Schonmann Yochai, Mansfield Kathryn E, Hayes Joseph F, Abuabara Katrina, Roberts Amanda, Smeeth Liam, Langan Sinéad M
Department of Non-Communicable Disease Epidemiology, Faculty of Epidemiology and Population Health, London School of Hygiene and Tropical Medicine, London, United Kingdom; Clalit Health Services, Department of Family Medicine, Rabin Medical Center, Petah Tikva, Israel; Department of Family Medicine, Sackler Faculty of Medicine, Tel-Aviv University, Tel-Aviv, Israel.
Department of Non-Communicable Disease Epidemiology, Faculty of Epidemiology and Population Health, London School of Hygiene and Tropical Medicine, London, United Kingdom.
J Allergy Clin Immunol Pract. 2020 Jan;8(1):248-257.e16. doi: 10.1016/j.jaip.2019.08.030. Epub 2019 Aug 31.
Atopic eczema is a common and debilitating condition associated with depression and anxiety, but the nature of this association remains unclear.
To explore the temporal relationship between atopic eczema and new depression/anxiety.
This matched cohort study used routinely collected data from the UK Clinical Practice Research Datalink, linked to hospital admissions data. We identified adults with atopic eczema (1998-2016) using a validated algorithm, and up to 5 individuals without atopic eczema matched on date of diagnosis, age, sex, and general practice. We estimated the hazard ratio (HR) for new depression/anxiety using stratified Cox regression to account for age, sex, calendar period, Index of Multiple Deprivation, glucocorticoid treatment, obesity, smoking, and harmful alcohol use.

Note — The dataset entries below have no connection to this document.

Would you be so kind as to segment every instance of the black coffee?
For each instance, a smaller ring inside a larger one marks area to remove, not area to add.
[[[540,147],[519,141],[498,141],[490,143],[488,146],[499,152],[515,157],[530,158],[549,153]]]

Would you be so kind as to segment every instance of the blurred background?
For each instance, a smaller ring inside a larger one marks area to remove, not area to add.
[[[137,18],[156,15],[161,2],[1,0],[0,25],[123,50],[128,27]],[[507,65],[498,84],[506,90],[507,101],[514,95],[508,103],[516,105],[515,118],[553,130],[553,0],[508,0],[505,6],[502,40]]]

We identified 526,808 adults with atopic eczema who were matched to 2,569,030 without. Atopic eczema was associated with increased incidence of new depression (HR, 1.14; 99% CI, 1.12-1.16) and anxiety (HR, 1.17; 99% CI, 1.14-1.19). We observed a stronger effect of atopic eczema on depression with increasing atopic eczema severity (HR [99% CI] compared with no atopic eczema: mild, 1.10 [1.08-1.13]; moderate, 1.19 [1.15-1.23]; and severe, 1.26 [1.17-1.37]). A dose-response association, however, was less apparent for new anxiety diagnosis (HR [99% CI] compared with no atopic eczema: mild, 1.14 [1.11-1.18]; moderate, 1.21 [1.17-1.26]; and severe, 1.15; [1.05-1.25]).
Adults with atopic eczema are more likely to develop new depression and anxiety. For depression, we observed a dose-response relationship with atopic eczema severity.

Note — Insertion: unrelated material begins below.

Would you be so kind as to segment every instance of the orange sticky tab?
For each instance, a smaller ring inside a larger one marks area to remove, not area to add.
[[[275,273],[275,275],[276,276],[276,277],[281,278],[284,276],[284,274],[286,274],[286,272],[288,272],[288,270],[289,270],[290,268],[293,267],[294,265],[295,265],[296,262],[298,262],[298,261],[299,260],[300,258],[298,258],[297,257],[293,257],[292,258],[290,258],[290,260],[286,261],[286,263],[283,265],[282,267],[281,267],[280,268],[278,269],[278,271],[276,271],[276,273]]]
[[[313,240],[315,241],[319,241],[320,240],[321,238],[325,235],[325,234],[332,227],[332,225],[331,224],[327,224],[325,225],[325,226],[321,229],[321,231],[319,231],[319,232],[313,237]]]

特应性湿疹是一种常见且使人衰弱的疾病,与抑郁和焦虑相关,但这种关联的本质仍不清楚。
探讨特应性湿疹与新发抑郁/焦虑之间的时间关系。
这项匹配队列研究使用了从英国临床实践研究数据链常规收集的数据,并与医院入院数据相链接。我们使用经过验证的算法识别出患有特应性湿疹的成年人(1998 - 2016年),并为每位患者匹配多达5名在诊断日期、年龄、性别和全科医疗方面相匹配但无特应性湿疹的个体。我们使用分层Cox回归估计新发抑郁/焦虑的风险比(HR),以考虑年龄、性别、日历时期、多重剥夺指数、糖皮质激素治疗、肥胖、吸烟和有害饮酒情况。
我们识别出526,808名患有特应性湿疹的成年人,他们与2,569,030名无特应性湿疹的成年人相匹配。特应性湿疹与新发抑郁(HR,1.14;99%CI,1.12 - 1.16)和焦虑(HR,1.17;99%CI,1.14 - 1.19)的发病率增加相关。随着特应性湿疹严重程度的增加,我们观察到特应性湿疹对抑郁的影响更强(与无特应性湿疹相比,HR[99%CI]:轻度,1.10[1.08 - 1.13];中度,1.19[1.15 - 1.23];重度,1.26[1.17 - 1.37])。然而,对于新发焦虑诊断,剂量反应关联不太明显(与无特应性湿疹相比,HR[99%CI]:轻度,1.14[1.11 - 1.18];中度,1.21[1.17 - 1.26];重度,1.15;[1.05 - 1.25])。
患有特应性湿疹的成年人更有可能出现新发抑郁和焦虑。对于抑郁,我们观察到与特应性湿疹严重程度存在剂量反应关系。